Kita mempersepsikan "panas" atau "dingin" dalam kehidupan sehari-hari berdasarkan fenomena yang disebut transfer panas. Kita merasa panas pada suatu bagian pada tubuh kita karena bagian tubuh kita (yang berisi reseptor panas yang terhubung dengan sistem saraf) menyerap kalor dari objek lain. Sebaliknya, kita merasakan dingin ketika kalor dari bagian tubuh tadi berpindah ke tempat lain. Persepsi kita mengenai panas sama sekali tidak terkait dengan temperatur bagian tubuh atau objek yang besentuhan dengan tubuh, namun hanya bergantung pada selisih temperatur dan kalor jenis keduanya. Fenomena ini terkait dengan asas Black yang menyatakan dua benda yang berinteraksi akan saling mempertukarkan kalor hingga keduanya mencapai kesetimbangan termodinamik (memiliki temperatur yang sama), dengan total energi sistem kekal. Dengan demikian, dalam tinjauan makroskopis benda yang awalnya lebih panas akan melepaskan kalor ke benda yang lebih dingin dan besarnya kalor yang dilepas benda itu tepat sama dengan besar kalor yang diserap benda lainnya.
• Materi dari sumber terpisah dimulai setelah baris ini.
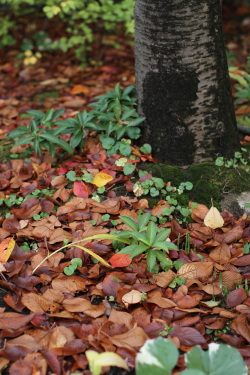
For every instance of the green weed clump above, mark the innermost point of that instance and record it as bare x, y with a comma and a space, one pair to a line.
84, 21
113, 117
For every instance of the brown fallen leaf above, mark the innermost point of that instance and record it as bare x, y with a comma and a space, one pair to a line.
60, 336
236, 297
221, 253
14, 321
84, 306
134, 338
162, 279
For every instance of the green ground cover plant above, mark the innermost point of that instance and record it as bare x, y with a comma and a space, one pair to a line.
82, 20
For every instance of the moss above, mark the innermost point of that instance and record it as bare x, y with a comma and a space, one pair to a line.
209, 181
5, 149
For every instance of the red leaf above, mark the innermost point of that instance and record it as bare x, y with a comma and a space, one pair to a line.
62, 170
80, 189
120, 260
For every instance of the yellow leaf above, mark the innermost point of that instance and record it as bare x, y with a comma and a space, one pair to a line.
213, 219
94, 255
96, 361
111, 359
131, 298
6, 248
101, 179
\begin{align} Q_{serap} = Q_{lepas} \label{Black} \end{align}

Prinsip ini pula yang dimanfaatkan dalam pembuatan termometer. Benda yang diukur suhunya dan (sensor) termometer akan saling mempertukarkan kalor hingga temperatur termometer sama dengan temperatur benda. Sebagian besar termometer memanfaatkan fenomena ekspansi termal bahan untuk menandai skala temperatur.

Persepsi kita atas "kadar panas" atau "temperatur" suatu benda bergantung pada laju perpindahan kalor dari benda itu ke kulit kita atau sebaliknya. Besarnya laju perpindahan kalor ternyata tidak hanya bergantung pada beda temperatur saja, namun juga bergantung pada karakteristik material. Misalkan Anda menyiapkan dua nampan, satu dari logam dan satu dari kayu atau plastik, lalu Anda diamkan keduanya dalam ruangan yang cukup sejuk. Setelah beberapa lama, coba sentuhlah kedua nampan tadi. Manakah yang terasa lebih panas? Tentunya, nampan logam akan terasa lebih dingin daripada nampan kayu. Selanjutnya cobalah letakkan sebuah kubus es ke atas masing-masing nampan. Es pada nampan manakah yang lebih cepat mencair? Anda akan mendapati es pada nampan logam akan lebih cepat mencair, padahal temperatur nampan logam sebelumnya terasa lebih dingin.

Sebenarnya, temperatur kedua nampan sama dengan temperatur ruangan bila kedua nampan telah disimpan cukup lama di sana sehingga ketiganya berada dalam kesetimbangan termal (dapat Anda ukur sendiri menggunakan termometer). Fenomena di atas dapat dijelaskan dengan konsep konduktansi. Konduktansi adalah kuantitas yang menunjukkan kemampuan bahan merambatkan panas. Logam memiliki konduktansi lebih tinggi dibandingkan kayu menunjukkan molekul-molekul dalam logam lebih cepat mentransfer energi yang diterimanya ke molekul tetangganya daripada kayu. Akibatnya, tiap reseptor pada kulit kita yang bersentuhan dengan nampan logam kehilangan kehilangan kalor lebih cepat daripada ketika bersentuhan dengan nampan kayu, meskipun temperatur kedua nampan sama. Hal inilah yang menyebabkan nampan logam terasa lebih dingin. Mekanisme yang sama membuat es lebih cepat menyerap kalor ketika diletakkan di atas nampan logam (sehingga lebih cepat mencair).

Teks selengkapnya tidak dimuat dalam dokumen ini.